Les stations de ski en peine de neige, secourues par la science

© Getty Images

Comment anticiper les chutes de neige dans le futur et comment gérer les stocks au quotidien ? Face aux caprices du climat, les stations de ski se tournent vers des outils scientifiques qui leur fournissent des prévisions personnalisées à différentes échéances.

Les domaines skiables aiment à mettre en avant chaque année « la magie de la neige » lorsque tombent les premiers flocons. Mais les enjeux économiques et les aléas dus au réchauffement climatique les contraignent en réalité à une gestion de plus en plus serrée de leur « or blanc ».

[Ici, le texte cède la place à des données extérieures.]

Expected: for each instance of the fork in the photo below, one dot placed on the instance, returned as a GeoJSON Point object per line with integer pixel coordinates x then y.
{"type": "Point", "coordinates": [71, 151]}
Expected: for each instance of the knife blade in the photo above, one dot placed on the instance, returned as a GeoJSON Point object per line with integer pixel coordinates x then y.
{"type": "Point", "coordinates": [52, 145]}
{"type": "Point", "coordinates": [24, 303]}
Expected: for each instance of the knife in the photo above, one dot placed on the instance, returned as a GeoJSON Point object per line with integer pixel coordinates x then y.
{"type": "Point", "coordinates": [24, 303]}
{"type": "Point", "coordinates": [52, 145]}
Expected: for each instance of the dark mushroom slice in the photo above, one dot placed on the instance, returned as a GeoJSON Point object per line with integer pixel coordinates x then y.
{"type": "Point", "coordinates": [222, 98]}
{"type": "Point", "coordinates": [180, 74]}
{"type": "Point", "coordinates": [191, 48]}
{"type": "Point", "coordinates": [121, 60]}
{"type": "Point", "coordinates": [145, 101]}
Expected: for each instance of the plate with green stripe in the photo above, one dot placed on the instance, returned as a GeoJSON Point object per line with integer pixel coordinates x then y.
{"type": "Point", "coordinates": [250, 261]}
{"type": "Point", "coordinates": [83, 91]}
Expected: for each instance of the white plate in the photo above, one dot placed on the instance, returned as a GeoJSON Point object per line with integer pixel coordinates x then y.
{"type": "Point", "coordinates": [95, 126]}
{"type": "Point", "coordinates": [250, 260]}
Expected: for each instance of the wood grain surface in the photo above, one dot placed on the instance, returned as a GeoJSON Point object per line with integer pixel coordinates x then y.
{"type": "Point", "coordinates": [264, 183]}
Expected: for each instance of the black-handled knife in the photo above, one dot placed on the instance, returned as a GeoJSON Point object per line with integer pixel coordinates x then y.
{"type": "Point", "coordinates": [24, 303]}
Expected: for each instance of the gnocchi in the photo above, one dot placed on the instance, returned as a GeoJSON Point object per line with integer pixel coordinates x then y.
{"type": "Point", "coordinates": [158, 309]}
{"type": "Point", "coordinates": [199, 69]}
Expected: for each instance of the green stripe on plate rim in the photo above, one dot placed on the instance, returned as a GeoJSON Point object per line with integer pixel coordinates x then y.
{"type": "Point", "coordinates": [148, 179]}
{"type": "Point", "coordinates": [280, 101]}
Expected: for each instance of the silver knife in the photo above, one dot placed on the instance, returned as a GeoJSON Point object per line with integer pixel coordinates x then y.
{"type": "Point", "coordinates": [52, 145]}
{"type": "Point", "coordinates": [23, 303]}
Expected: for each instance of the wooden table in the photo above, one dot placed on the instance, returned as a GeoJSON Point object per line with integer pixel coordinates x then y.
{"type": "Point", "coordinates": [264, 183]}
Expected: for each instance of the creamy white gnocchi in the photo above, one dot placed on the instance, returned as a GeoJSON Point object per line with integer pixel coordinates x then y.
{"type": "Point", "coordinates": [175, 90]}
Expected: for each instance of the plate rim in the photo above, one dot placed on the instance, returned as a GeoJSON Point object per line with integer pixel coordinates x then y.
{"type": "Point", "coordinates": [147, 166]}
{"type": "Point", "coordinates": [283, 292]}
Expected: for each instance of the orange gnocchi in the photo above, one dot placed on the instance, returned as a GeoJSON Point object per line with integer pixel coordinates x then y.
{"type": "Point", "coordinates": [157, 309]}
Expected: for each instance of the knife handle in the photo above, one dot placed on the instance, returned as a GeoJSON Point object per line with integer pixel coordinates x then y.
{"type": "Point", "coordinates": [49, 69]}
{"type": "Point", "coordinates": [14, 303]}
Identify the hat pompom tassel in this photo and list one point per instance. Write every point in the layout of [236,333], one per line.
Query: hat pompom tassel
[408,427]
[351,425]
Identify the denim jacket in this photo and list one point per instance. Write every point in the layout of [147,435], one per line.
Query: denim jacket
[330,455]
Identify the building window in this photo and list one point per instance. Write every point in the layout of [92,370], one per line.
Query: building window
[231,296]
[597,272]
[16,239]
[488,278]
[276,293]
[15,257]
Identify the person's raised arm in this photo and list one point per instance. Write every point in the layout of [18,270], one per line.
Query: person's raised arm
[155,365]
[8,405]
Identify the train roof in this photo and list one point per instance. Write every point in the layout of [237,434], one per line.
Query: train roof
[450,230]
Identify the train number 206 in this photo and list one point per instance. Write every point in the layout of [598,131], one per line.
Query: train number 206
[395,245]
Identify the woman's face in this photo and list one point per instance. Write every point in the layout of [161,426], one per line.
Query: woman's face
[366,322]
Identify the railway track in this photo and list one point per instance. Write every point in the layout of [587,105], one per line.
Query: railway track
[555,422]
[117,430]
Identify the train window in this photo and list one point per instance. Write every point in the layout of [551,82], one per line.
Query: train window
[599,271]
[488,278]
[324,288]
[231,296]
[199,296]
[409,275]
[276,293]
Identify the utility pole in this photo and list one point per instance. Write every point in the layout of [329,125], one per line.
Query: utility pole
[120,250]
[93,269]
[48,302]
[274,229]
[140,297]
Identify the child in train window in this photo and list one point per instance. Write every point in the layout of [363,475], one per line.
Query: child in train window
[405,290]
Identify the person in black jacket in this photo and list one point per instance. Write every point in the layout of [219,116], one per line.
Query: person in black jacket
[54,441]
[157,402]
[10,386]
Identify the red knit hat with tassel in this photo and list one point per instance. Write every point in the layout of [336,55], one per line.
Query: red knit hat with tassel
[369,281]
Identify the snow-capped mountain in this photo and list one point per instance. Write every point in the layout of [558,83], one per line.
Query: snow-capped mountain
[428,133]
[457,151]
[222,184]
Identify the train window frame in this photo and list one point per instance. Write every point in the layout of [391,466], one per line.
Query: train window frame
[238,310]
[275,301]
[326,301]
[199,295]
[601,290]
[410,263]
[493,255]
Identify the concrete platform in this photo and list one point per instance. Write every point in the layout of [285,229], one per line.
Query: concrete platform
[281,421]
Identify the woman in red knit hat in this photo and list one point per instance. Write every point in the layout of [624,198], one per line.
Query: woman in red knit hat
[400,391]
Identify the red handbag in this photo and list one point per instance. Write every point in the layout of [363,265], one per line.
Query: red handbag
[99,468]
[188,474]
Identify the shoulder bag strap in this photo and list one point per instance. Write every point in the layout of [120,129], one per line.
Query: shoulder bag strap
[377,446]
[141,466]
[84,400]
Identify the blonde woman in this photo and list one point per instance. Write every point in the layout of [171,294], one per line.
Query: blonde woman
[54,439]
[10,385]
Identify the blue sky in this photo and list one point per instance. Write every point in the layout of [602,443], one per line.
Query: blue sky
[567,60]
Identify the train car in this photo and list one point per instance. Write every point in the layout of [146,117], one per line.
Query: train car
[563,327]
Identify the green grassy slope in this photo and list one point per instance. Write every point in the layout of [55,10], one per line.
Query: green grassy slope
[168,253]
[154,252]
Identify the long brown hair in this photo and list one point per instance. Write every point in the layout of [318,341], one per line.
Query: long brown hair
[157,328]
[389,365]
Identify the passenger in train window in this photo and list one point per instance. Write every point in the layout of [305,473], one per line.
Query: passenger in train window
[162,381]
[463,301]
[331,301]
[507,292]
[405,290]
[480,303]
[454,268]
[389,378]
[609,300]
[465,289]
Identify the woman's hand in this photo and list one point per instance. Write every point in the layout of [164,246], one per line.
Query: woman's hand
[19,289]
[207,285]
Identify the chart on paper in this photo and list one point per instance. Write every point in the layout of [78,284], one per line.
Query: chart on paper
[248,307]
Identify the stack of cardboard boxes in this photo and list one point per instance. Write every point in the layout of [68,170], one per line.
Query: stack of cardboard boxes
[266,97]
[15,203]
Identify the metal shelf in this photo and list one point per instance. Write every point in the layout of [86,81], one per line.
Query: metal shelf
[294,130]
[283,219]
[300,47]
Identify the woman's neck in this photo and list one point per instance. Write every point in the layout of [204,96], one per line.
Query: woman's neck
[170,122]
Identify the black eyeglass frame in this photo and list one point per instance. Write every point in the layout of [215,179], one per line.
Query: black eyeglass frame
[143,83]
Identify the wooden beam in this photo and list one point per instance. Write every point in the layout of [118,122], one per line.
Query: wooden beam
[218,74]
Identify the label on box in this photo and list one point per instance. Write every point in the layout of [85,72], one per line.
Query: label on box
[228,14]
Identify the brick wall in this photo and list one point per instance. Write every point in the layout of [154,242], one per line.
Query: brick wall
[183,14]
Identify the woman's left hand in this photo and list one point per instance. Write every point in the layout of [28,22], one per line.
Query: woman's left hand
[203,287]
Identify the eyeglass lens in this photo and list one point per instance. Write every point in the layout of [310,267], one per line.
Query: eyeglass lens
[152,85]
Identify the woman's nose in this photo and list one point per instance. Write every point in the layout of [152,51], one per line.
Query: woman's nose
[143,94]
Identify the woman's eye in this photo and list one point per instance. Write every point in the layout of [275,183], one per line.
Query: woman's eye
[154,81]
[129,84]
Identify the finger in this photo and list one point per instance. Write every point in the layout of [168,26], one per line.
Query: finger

De nouveaux outils scientifiques sont apparus ces dernières années pour les aider à planifier « de manière personnalisée », à court terme (quand et combien fabriquer de la neige artificielle, prévisions de précipitations pour un secteur donné, etc.) comme à long terme (pour juger de la pertinence ou non de futurs investissements face au réchauffement climatique).

Sans équivalent dans le reste du monde, ils ont été co-conçus en banlieue de Grenoble dans les labos de Météo-France, de l’Inrae et du bureau d’étude Dianeige, unis en un partenariat public-privé d' »ingéniérie touristique ».

ClimSnow, se projeter jusqu’à l’horizon 2100

Créé en 2020 après une dizaine d’années de recherches, cet outil s’adresse aux élus et directeurs de station, confrontés à de délicats choix stratégiques à long terme. Il est mentionné dans le plan de soutien Avenir Montagnes dévoilé en mai 2021 par le gouvernement.

Basé sur les projections climatiques et prenant en compte les spécificités et équipements locaux (y compris en neige artificielle), il permet de projeter l’état futur du manteau neigeux et les impacts concrets du réchauffement climatique sur les territoires « sur 20, 30, 40 ans ou même jusqu’à la fin du siècle », explique Carlo Carmagnola, docteur en nivologie et chargé d’affaires du projet.

crédit ClimSnow

Peu intéressées au départ, les stations affluent: « 140 stations ont été étudiées en deux ans, les 2/3 des stations françaises. Il n’y a presque pas de semaine où on ne signe pas de contrat ClimSnow », selon M. Carmagnola.

Le projet a d’abord été conduit auprès de stations-pilotes en Isère, puis a intéressé les domaines « qui se posaient déjà des questions du type +est-ce que dans 30 ans on sera encore là? + » comme Metabief (Jura), les stations des Alpes du Sud et des Pyrénées. D’autres, mieux loties en neige, « ont plus de marge de manœuvre et ont beaucoup moins anticipé ».

La Compagnie des Alpes, propriétaire de plusieurs grandes stations (La Plagne, Les Arcs, Val d’Isère, Méribel…) a pour sa part choisi de développer une version simplifiée et moins complète de ClimSnow, baptisée Impact. 

Prosnow, anticiper la production de neige 

Prosnow, comme sa version simplifiée Tipsnow, est un logiciel interactif destiné au personnel technique des stations.

Mis à jour chaque matin avec les prévisions sur 4 jours de Météo France, il fournit des prévisions par secteur sur toutes les variables d’intérêt (hauteur de neige, températures, vent et précipitations) permettant de travailler la neige pour la préparation des pistes. Celle-ci s’opère généralement en deux phases: la production d’une sous-couche, puis le « confortement ».

Les simulations – faites sur les supercalculateurs de Météo France à Toulouse, Bélénos et Taranis- permettent notamment de calculer les volumes de neige artificielle nécessaires et de planifier la consommation d’eau et la date optimale de production, sachant que la neige ne peut se fabriquer que par températures négatives. 

Le logiciel, issu d’un projet de recherche financé par la Commission européenne, est exploité par différents consortiums dans 5 pays européens.

TipSnow, en finir avec « le doigt mouillé »

Lancé l’année dernière à la demande de la station des Arcs, qui l’a financé à hauteur de 30.000 euros, TipSnow permet de calculer la hauteur de neige « idéale » pour conserver une piste ouverte jusqu’à une date donnée. 

Les objectifs de hauteur de neige varient tout au long du calendrier: « Il y a des dates-clés pour les stations: pour les vacances, il faut que les pistes soient propres. Dès qu’elles sont finies, on se projette sur les vacances suivantes, puis sur la fin de saison », explique M. Carmagnola. 

L’approche, qui utilise aussi les données GPS récoltées sur le terrain par les dameuses de dernière génération, se veut « très concrète et pragmatique »: selon les circonstances, on peut décider de « sécuriser » une portion de piste ou au contraire la fermer plus tôt que prévu si l’entretien revient trop cher. 

Et avant ? « Avant, on faisait plutôt au doigt mouillé », s’amuse le scientifique.